7) Les flux touristiques intercontinentaux seront réduits par rapport à la période pré-Covid à la fois par crainte de résurgence de l’épidémie et d’une hostilité sourde entre pays des grands blocs.
8) Le Covid a entrainé une distanciation vis-à-vis du travail et en particulier envers le travail dur et de première ligne. Le salaire de réserve a augmenté, et ceci dans une situation de plein emploi de la population aux Etats-Unis, en Allemagne et au UK.
9) Le foncier peut rester une valeur refuge en raison du risque inhérent à des placements en bourse dans des multinationales, certes performantes, mais exposées à un durcissement de l’environnement international.

Pour toutes ces raisons, on assiste à un alignement des planètes pour un retour structurel à de l’inflation. Les hausses de prix de l’énergie, des matières premières, des produits agricoles et des prix des produits semi-finis se font dans un contexte où pour la première fois depuis longtemps le rapport de force est favorable aux salariés en l’absence de recours à une main d’œuvre immigrée et face à la volonté d’un raccourcissement des chaines de valeur. Ces différents facteurs se conjuguent pour que les salariés ne fassent pas les frais du retour de l’inflation ce qui va engendrer une spirale prix salaires. Le retour de l’inflation semble inévitable ce que d’aucuns verront comme une bonne chose. La durée et la vigueur de cette poussée inflationniste reste inconnue. Cela dépendra beaucoup de la politique monétaire suivie. Les conflits sociaux vont revenir sur le devant de la scène avec des tensions sur le partage de la valeur ajoutée. Les entreprises qui ne peuvent pas reporter dans leurs prix la montée des coûts vont disparaître comme celles qui n’ont pas organisé en amont un dialogue social poussé pour arriver à passer la vague. Une recrudescence des faillites et une reconfiguration du système productif semble inéluctable. La poursuite d’une politique de non-indexation des salaires dans la fonction publique va créer un grand conflit social. La question de la non-indexation des pensions de retraite va devenir un sujet.

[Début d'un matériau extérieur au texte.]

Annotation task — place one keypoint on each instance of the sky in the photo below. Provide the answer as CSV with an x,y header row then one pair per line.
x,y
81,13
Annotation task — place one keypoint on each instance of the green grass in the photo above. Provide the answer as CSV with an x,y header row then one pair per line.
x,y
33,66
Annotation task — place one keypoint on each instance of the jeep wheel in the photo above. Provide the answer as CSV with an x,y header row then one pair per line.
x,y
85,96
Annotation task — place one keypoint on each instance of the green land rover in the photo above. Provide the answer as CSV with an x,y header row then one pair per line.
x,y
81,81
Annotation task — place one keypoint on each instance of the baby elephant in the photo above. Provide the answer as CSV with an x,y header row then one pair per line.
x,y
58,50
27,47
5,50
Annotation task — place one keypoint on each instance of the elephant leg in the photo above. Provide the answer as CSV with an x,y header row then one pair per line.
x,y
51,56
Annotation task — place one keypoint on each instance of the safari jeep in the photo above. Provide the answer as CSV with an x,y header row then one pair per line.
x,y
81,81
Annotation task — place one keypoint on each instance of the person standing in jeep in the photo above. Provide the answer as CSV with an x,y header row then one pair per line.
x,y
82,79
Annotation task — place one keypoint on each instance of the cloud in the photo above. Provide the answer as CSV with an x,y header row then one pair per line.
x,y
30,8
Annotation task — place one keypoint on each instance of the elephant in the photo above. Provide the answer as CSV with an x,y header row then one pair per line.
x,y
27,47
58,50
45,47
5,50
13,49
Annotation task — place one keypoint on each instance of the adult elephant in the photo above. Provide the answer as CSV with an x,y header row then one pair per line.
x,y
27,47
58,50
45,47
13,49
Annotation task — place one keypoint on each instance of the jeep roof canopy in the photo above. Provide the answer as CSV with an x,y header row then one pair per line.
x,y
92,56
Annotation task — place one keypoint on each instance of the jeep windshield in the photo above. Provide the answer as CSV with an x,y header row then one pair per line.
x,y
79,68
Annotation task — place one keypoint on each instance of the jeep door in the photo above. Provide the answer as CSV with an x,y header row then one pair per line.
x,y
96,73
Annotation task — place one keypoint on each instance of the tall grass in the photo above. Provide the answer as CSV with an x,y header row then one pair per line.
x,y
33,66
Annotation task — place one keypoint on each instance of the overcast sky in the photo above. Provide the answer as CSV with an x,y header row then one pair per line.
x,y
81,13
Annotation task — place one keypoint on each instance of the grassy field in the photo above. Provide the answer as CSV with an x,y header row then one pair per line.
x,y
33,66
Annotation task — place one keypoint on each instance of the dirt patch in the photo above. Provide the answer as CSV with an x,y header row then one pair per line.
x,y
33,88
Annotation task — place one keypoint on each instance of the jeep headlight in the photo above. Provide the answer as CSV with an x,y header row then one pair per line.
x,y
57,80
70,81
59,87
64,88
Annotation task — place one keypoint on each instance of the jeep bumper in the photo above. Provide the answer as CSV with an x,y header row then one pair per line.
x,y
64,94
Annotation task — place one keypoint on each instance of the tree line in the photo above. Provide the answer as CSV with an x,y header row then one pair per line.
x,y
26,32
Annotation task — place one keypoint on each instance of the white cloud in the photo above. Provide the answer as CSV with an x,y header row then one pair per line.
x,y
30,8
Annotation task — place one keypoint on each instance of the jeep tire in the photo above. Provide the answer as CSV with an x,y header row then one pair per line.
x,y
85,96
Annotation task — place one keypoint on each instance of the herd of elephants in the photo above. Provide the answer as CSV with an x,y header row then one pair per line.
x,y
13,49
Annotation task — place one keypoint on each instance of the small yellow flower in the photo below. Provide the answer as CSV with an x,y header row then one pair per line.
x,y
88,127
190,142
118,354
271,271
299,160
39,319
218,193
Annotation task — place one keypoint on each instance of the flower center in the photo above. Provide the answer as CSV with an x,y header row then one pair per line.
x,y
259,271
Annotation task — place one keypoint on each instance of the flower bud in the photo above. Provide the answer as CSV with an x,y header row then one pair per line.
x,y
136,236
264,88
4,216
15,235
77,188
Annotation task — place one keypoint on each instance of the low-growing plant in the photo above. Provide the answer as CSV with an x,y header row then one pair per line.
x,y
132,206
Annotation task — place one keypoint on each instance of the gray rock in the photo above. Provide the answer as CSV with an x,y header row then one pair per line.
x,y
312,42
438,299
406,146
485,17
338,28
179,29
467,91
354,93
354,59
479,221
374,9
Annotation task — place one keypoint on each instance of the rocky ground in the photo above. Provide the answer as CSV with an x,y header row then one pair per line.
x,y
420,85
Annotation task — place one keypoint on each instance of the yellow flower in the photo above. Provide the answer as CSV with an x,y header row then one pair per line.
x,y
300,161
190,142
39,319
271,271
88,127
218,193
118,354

La remontée des taux nominaux est donc inévitable. Pour les débiteurs qui ont emprunté à taux fixe, cela représente une excellente nouvelle. Pour les créanciers, s’ils ne se sont pas pris la précaution de se couvrir, la période va être difficile. Le prix des actions va baisser en raison de la montée des risques et des taux.

Face au renchérissement du coût de l’énergie et de la main d’œuvre, la seule porte de sortie pour les entreprises consiste en une accélération de l’automatisation qui économise à la fois l’énergie et le personnel.

L’investissement devrait être vigoureux ce qui devrait plus solliciter l’épargne et peut-être susciter une remontée des taux d’intérêt réels ce qui à terme pourrait poser problème pour le financement de certains dettes souveraines. La compréhension des enjeux économiques et politiques dans une société démocratique est fondamentale pour les aborder en évitant de faire des contre-sens. Cette campagne présidentielle est assez désolante et traduit de la part des candidats un manque complet d’anticipation et d’analyse. La place des économistes dans le débat économique va être encore plus nécessaire que d’habitude pour faire de la pédagogie en n’oubliant pas de replacer les questions économiques dans leur contexte historique et politique.

Alain Trannoy, EHESS et AMSE. Auteur avec Etienne Wasmer «Le grand retour de la terre dans les patrimoines, et pourquoi c’est une bonne nouvelle». Odile Jacob 2022.